You know, low traffic, high traffic, low traffic, high traffic and then this propagate. That’s just one
example.
Obviously this is maybe more immediate concern to us now. We build regulatory systems and have
notions of philosophical pictures of how an economy is supposed to work and what good business
practices are. Nonetheless, the systems can fail right in front of us even in the system with the best
intentions, forget fraud and so on.
So, power grid failures India right? What was there a third of the country goes down, no power for
hours and hours and hours, hum I wonder what happened?
So this notion of emergent structure it’s important not only as kind of a natural scientist looking out at
the world realizing that when you write down the equations emotional model that doesn’t tell you
everything. Also the systems we built so I see it as a very broad set of problems.

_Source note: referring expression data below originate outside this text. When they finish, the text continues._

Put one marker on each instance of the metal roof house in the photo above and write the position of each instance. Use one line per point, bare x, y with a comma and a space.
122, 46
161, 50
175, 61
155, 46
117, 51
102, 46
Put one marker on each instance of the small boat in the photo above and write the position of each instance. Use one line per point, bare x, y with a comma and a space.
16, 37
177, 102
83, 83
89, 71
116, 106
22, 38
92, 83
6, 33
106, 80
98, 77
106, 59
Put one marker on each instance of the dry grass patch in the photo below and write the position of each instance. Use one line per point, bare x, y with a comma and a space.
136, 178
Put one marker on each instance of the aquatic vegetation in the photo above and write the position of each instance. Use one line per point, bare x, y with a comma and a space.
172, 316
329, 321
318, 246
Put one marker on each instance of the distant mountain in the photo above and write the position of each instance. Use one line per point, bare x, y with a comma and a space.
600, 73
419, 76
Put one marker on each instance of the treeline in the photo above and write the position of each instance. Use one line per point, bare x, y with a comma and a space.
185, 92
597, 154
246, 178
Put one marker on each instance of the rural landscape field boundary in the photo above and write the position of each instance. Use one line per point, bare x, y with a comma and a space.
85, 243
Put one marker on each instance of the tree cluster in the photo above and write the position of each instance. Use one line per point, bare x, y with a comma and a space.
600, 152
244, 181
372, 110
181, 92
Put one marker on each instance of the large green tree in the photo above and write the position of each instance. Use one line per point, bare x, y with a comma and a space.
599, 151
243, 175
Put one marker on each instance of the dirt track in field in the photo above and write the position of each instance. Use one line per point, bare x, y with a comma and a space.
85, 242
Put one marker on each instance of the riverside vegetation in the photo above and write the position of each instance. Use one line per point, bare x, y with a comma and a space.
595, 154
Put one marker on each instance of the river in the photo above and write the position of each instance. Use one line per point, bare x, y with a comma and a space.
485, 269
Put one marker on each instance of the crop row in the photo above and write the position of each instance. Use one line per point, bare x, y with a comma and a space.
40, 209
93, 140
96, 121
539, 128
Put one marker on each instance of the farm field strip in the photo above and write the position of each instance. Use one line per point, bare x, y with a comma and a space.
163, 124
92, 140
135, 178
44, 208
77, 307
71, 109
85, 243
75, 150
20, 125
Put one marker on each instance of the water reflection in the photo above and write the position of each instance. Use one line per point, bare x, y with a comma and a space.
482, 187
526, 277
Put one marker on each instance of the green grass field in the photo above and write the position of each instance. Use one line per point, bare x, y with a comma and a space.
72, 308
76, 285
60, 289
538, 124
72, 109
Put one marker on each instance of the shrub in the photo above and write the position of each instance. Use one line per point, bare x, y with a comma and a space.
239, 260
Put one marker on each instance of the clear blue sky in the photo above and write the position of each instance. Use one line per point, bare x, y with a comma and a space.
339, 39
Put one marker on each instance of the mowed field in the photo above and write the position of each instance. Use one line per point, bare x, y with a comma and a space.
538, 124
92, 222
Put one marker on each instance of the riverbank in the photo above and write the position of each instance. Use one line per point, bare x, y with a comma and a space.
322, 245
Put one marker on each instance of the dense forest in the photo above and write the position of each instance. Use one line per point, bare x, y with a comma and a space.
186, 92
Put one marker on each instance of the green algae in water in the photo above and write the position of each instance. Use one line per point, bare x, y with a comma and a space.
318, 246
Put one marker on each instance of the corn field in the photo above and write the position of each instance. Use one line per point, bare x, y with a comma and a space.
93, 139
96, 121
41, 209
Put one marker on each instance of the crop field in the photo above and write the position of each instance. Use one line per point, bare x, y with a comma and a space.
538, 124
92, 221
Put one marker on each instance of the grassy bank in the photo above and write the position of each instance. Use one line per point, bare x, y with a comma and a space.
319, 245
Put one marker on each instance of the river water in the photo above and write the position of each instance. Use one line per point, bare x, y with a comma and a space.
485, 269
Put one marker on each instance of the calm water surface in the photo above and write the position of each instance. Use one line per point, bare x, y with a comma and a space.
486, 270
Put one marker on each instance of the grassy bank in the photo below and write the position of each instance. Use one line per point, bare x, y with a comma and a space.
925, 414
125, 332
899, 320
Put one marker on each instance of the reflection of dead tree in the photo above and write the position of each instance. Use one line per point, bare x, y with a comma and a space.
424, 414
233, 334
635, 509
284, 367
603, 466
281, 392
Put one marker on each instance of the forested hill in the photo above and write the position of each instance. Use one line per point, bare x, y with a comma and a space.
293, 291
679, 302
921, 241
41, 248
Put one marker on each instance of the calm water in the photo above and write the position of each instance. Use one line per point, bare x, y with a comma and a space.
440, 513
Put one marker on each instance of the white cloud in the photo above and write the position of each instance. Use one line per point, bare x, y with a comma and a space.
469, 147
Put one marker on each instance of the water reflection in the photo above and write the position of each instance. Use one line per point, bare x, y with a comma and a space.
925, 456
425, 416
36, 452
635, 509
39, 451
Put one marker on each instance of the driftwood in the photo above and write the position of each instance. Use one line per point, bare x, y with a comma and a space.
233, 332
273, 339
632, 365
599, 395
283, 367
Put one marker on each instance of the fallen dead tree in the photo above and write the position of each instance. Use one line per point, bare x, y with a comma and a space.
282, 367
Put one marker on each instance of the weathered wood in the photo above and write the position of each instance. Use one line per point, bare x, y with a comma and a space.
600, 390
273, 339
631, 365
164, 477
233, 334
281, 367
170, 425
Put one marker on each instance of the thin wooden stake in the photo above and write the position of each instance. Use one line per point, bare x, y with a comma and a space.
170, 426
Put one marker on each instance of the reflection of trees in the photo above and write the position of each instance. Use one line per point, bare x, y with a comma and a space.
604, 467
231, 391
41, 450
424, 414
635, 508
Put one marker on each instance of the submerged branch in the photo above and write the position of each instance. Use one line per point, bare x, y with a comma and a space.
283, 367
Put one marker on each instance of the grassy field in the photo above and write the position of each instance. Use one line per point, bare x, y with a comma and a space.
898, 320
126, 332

Okay, but the consequence at least for my argument here is that because of this these emergent
structures are not directly determined by the equations. Basically every system needs it own sort of
function basis, its own explanatory basis.
Then the issue for me for pattern discovery, the why, why the way I frame pattern discovery even comes
up is that we don’t know this ahead of time. There’s some process that obviously we seem to be pretty
good at as say natural scientists at sort of figuring out how the systems are organized. I’m interested in
studying that process of discovery well enough that it could teach a machine to do it. So that’s a tall
order. Mathematics gives me some sort of optimism.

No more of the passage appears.